Selain mengucapkan puji dan kesyukuran kepada Allah Ta'ala atas nikmat Islam
seorang Muslim juga harus memohon agar Allah,SWT mewafatkannya dalam Husnul
Khatimah, karena syaitan yang terkutuk itu akan berkata: Aduh! Orang yang
memohon Husnul Khatimah itu telah mematahkan tulang belakangku

Yang menjadi pertanyaan sekarang apakah dengan mengucapkan puji syukur atas
nikmat Islam dan berdo'a memohon meninggal dalam Husnul Khatimah, seorang Muslim
tsb sudah pasti bisa meninggal dalam Husnul Khatimah. Ternyata tidak, Saudaraku
para Ulama banyak menulis kitab tentang syarat2 agar bisa wafat dalam keadaan
Husnul Khatimah.

Saudaraku, seorang Muslim yang ingin meninggal dalam keadaan Husnul Khatimah
selain berdo'a dan memohon kepada Allah,SWT adalah harus berusaha untuk
memelihara keislamannya dan menguatkannya dengan mengerjakan segala perkara yang
diperintahkan oleh Allah,SWT . Sebab orang yang melalaikan perintah-perintah
Allah Ta'ala akan mendorong dirinya untuk mati di dalam kepercayaan bukan Islam.

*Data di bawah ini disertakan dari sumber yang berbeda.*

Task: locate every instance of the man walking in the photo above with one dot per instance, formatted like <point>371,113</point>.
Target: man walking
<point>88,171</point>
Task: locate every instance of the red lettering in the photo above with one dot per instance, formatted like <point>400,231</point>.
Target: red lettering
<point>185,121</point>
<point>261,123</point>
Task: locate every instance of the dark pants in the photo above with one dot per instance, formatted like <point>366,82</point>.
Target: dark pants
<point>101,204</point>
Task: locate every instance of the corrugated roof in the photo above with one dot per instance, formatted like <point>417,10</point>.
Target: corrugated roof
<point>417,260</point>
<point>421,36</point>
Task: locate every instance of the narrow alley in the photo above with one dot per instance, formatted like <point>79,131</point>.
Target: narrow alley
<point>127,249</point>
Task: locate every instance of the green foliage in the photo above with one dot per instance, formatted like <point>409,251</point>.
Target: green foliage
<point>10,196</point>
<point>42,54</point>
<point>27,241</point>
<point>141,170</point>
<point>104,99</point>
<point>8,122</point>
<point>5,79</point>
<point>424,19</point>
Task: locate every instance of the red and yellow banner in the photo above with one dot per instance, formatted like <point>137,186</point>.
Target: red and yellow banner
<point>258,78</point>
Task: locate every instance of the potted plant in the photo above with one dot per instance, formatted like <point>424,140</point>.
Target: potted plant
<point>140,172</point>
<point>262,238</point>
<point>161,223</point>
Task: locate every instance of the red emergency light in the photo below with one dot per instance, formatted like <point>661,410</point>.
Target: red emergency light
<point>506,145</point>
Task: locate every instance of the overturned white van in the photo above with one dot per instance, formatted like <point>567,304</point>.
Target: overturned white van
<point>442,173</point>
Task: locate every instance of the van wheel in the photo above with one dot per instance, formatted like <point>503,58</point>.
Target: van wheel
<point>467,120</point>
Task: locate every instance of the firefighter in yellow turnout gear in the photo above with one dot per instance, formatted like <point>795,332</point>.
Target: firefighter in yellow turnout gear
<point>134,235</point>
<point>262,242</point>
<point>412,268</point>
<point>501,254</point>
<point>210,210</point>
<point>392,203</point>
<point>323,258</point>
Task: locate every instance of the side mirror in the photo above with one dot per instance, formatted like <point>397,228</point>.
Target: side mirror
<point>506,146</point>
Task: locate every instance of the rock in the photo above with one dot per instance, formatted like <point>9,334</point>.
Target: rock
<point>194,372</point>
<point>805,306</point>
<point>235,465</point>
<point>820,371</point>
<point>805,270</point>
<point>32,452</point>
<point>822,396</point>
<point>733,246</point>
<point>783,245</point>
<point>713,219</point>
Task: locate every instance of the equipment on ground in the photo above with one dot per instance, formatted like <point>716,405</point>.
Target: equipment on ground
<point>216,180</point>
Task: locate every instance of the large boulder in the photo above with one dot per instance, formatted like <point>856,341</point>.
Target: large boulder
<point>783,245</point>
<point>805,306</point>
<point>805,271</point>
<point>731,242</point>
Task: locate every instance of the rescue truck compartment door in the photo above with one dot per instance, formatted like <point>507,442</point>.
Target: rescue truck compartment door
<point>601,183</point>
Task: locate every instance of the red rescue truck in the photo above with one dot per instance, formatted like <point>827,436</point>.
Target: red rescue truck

Seorang Muslim juga wajib meninggalkan kejahatan dan perbuatan dosa, karena bila
hal ini dilanggar akan melemahkan keislamannya dan meletakkannya di tempat yang
rendah. Hal ini akan menggugurkan asas-asas keislaman seseorang dan
menyebabkannya mudah tercabut ketika menghadapi maut.

Saudaraku, bagaimana seorang Muslim itu bisa meninggal dunia dengan mengucapkan
dua kalimat syahadat sedangkan setiap hari hidup di dunia bukannya hobi membaca
Al-Qur'an malah ia hobinya hanya bernyanyi lagu-lagu yang melalaikan dari
mengingat Allah,SWT atau teladannya bukan Rasulullah tapi grup-grup band music
terkenal?

Atau bagaimana seorang Muslim itu bisa meninggal dunia dengan melihat tempat
tinggalnya di syurga kalau setiap hari di dunia ia sering mengakses
pornogragfi/pornoaksi di Internet dan media informasi lainnya.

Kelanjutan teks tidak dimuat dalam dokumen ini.